What's also interesting about this paper is that she wrote a very long one, because she got permission from me, the program Chair, and another instructor to turn in the same paper for both classes - as long as it was twice as long. Her thinking about this - she was talking to me about it as she devised the topic, so I'm aware of some of her thoughts around it - is evidence, for me, of her originality. Of her ability to make lateral, theoretical connections. Of course I said she could do the double-paper thing: I encourage and reward genuine engagement that results in seeing things anew, making connections between disparate classes/fields.
For the immediate future, Alice is pursuing journalistic ambitions. She is graduating in a month, and has been elected editor of the university newspaper for next year. She applied and was short-listed for (but didn't get, in the end) a radio internship. I don't know how presumptuous it is of me to have a conversation with her about the possibility of grad school. Yet I want to have that conversation. It's just tricky - as much as we have this budding friendship, the power dynamic that exists between us is not miraculously gone. I know - because she's said as much, and others have said it about her - that she looks up to me a great deal. I don't want that power to push her in a direction she's not comfortable with. I remember, though, that she has said before - nearer the beginning of the year, and with her characteristic shyness, skittishness, self-consciousness - that she kind of harbours a fantasy of grad school. So maybe I can think of it as encouraging a person with unnecessarily lacking self-confidence to do something she'd love to do, but is terrified she's not good enough for.* In any case, the conversation needs to be had very delicately, I think.
***
After reading Alice's work, I read a paper by another student. She was the student on whom much of my anxiety settled, in this singularly anxiety-provoking course. Older than I am, she has a kind of blustery confidence and brashness that freaked me out, and the fact that she was very obviously bringing it to the table in our crazy class was dreadful for me. She made me feel mousy again. Another student - a friend of hers - mentioned in passing (disclosing way too much) that this brash student...let's call her Mouthy...had "basically written off the class", presumably because of some of the other students, and the weird undercurrent of conflict in the course. This did not help matters - it made me feel smaller.

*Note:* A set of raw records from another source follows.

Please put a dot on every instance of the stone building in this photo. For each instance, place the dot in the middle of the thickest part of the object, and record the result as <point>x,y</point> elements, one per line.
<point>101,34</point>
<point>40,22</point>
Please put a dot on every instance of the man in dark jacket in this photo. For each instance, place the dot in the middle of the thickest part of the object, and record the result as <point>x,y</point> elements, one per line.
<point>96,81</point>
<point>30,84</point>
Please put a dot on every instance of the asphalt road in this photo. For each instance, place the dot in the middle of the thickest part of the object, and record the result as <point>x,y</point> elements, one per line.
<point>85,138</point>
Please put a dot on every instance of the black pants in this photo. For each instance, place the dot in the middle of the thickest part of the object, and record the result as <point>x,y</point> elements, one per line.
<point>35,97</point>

Mouthy is also pretty smart and well-read, and, I think, is rewarded - she's a strong student. That, combined with her mouthiness, confidence, and brashness, made me believe she was brilliant.
But in reading her paper - as in reading the numerous critical responses she's submitted - I can see that she's not all that. Sure, she's a good writer, and ultimately produces work on the cusp of A. But I see where I have been misled by her Mouthiness. I've kind of been bamboozled. Behind all the bluster there's not all that much. I really needn't have lost sleep over her the way I (literally) did. In fact, I should probably have exercised my authority to get her to stop bringing her damaging, dismissive tone into our class. But she cowed me.

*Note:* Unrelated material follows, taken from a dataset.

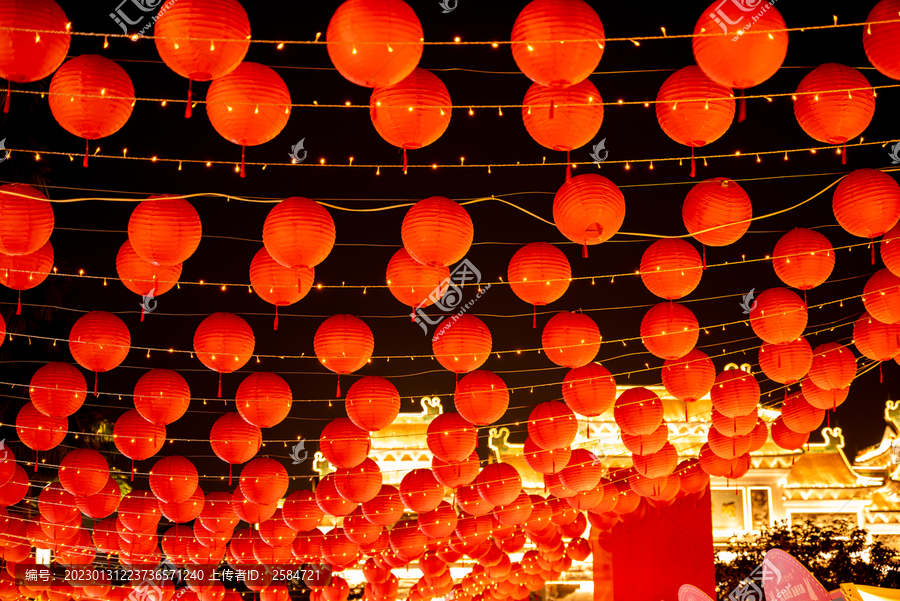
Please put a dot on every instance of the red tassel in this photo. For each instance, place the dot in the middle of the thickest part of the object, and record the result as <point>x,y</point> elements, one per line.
<point>188,110</point>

I think of Mouthy and then I think of Alice - so smart, but so much the opposite. Quiet, self-deprecating, anxious. It pisses me off that bluster and bluffing are consistently rewarded in the classroom. Including by me, who should know a lot better, considering that I was a terrified mute all the way through university and grad school. Let that be a lesson to me.
* God, considering the number of pretty much mediocre students I hear are "planning" to go to grad school, Alice needs to know how incredibly right she is for grad studies.
A couple of things have been swirling in my head these last couple of hours, as I read.
One paper is by a top student of mine, with whom I've struck up a bit of a friendship (and am so glad it's the end of term so we can actually LIVE this - decidedly non-sexualized, in case you're wondering - friendship, and not feel constrained by the roles the academy slots us into). I can't recall ever reading a student paper that was both as original and as well-researched as this one. (Recall that I don't yet teach grad students.) I have a couple of students who are probably more stratospherically, weirdly brilliant than "Alice" - let's call her Alice because she reminds of Alice from the L Word. But I have none who embody scholarly rigor the way she does. In this paper, which was truly a pleasure to spend a portion of my Saturday night reading, Alice critically engages with the theoretically sophisticated literature on her topic in a way that I don't recall ever seeing before in undergraduate work. She is writing herself into a community of scholars, engaging and critiquing them with reason, confidence, and ease. And she is actually adding to that literature, making what I believe is a completely original argument that would productively contribute to the theoretical debates on this question. And opening up an aspect of the topic that has been completely overlooked - doing the first theorizing around it. I wrote on the grading sheet that I want to talk to her about publishing it. It would obviously fit in a grad student journal, if we can locate the right one, but I can even see it - revised a bit - in a regular scholarly journal. It's that good.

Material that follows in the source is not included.